Personalisation strategies of ovarian stimulation for in vitro fertilisation (IVF)/ intracytoplasmic sperm injection (ICSI) treatments using exogenous follicle-stimulating hormone (FSH) have been extensively studied over the past 20 years. This research aimed to develop a FSH population pharmacokinetic (PPK) model taking into account the contribution of gene polymorphisms in Chinese reproductive-age women. Data from 173 patients undergoing GnRH agonist down-regulation long protocols of IVF/ICSI treatment were collected.
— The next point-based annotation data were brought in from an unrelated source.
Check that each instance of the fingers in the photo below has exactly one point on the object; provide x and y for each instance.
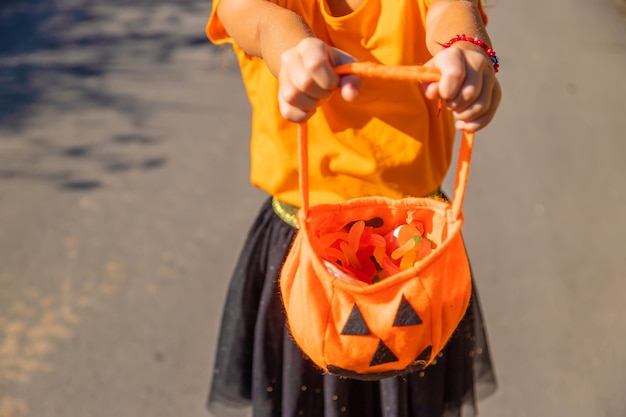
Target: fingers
(468, 86)
(307, 78)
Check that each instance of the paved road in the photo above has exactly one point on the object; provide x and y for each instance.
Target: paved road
(124, 201)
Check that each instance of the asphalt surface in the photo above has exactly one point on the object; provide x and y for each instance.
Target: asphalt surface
(124, 201)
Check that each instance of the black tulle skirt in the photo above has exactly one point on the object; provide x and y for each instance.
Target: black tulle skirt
(259, 371)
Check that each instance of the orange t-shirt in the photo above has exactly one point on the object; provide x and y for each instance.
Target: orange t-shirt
(389, 142)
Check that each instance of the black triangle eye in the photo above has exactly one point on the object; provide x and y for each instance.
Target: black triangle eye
(355, 324)
(406, 315)
(383, 355)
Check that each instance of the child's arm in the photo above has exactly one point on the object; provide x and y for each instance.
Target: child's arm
(302, 63)
(468, 82)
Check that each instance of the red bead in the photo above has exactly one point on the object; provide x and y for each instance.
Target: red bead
(489, 51)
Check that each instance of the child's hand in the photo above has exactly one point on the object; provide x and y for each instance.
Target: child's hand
(468, 86)
(307, 78)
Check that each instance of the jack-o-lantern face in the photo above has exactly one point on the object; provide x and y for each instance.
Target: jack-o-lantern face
(392, 326)
(356, 327)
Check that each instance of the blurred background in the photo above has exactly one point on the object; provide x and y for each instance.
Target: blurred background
(124, 201)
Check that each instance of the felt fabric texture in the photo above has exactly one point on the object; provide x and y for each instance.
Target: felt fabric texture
(260, 371)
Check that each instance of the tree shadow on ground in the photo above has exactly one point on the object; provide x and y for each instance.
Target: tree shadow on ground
(55, 57)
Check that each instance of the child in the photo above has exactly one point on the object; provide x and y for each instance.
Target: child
(366, 137)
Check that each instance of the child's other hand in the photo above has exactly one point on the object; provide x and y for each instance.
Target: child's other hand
(468, 85)
(307, 78)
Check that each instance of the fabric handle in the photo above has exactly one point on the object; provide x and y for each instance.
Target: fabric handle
(406, 73)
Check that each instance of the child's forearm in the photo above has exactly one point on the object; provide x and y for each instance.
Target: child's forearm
(448, 18)
(263, 29)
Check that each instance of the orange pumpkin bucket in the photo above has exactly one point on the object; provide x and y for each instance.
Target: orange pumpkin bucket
(374, 287)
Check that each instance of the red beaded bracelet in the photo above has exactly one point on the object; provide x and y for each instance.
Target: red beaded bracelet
(476, 41)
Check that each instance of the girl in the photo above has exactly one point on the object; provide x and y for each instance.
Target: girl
(366, 137)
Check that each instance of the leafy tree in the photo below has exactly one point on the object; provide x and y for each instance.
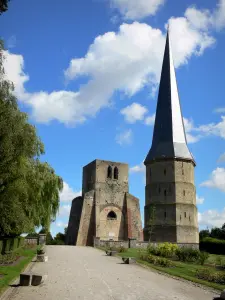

PPK analysis was subsequently conducted using the nonlinear mixed-effect model (NONMEM) software. Several covariates, including 18 single nucleotide polymorphisms, demographic factors and biological characteristics, were evaluated. The final PPK model was extensively validated using bootstrapping and normalised prediction error distribution, as well as external validation on an independent group of 35 patients. FSH PPK was accurately described by a one-compartment model with first-order absorption. The typical population value of apparent clearance was estimated to be 0.81 L/h [relative standard errors (RSE) 5.3%] with an inter-individual variability (IIV) of 16.0%. The typical apparent distribution volume was 8.36 L (RSE 9.7%, 59.7% IIV), and the absorption rate constant was estimated to be 0.0444 h-1 (RSE 9.1%). Body weight, basal prolactin concentration and the gene ADIPOQ (rs1501299) showed a significant covariate effect on the FSH clearance rate and exposure concentration. Genotypes of THADA (rs12478601) significantly influenced the distribution volume. Simulation results indicated that patients with the TT genotype of THADA (rs12478601) required a longer time to reach steady state and had less fluctuation in FSH levels. Model evaluations showed that the final model accurately and precisely described the observed data and demonstrated effective prediction performance. PPK models of FSH have been developed, which could potentially be used for FSH dosage individualisation in the clinical setting. This study has been registered with the Chinese Clinical Trials Registry (ChiCTR2100049142).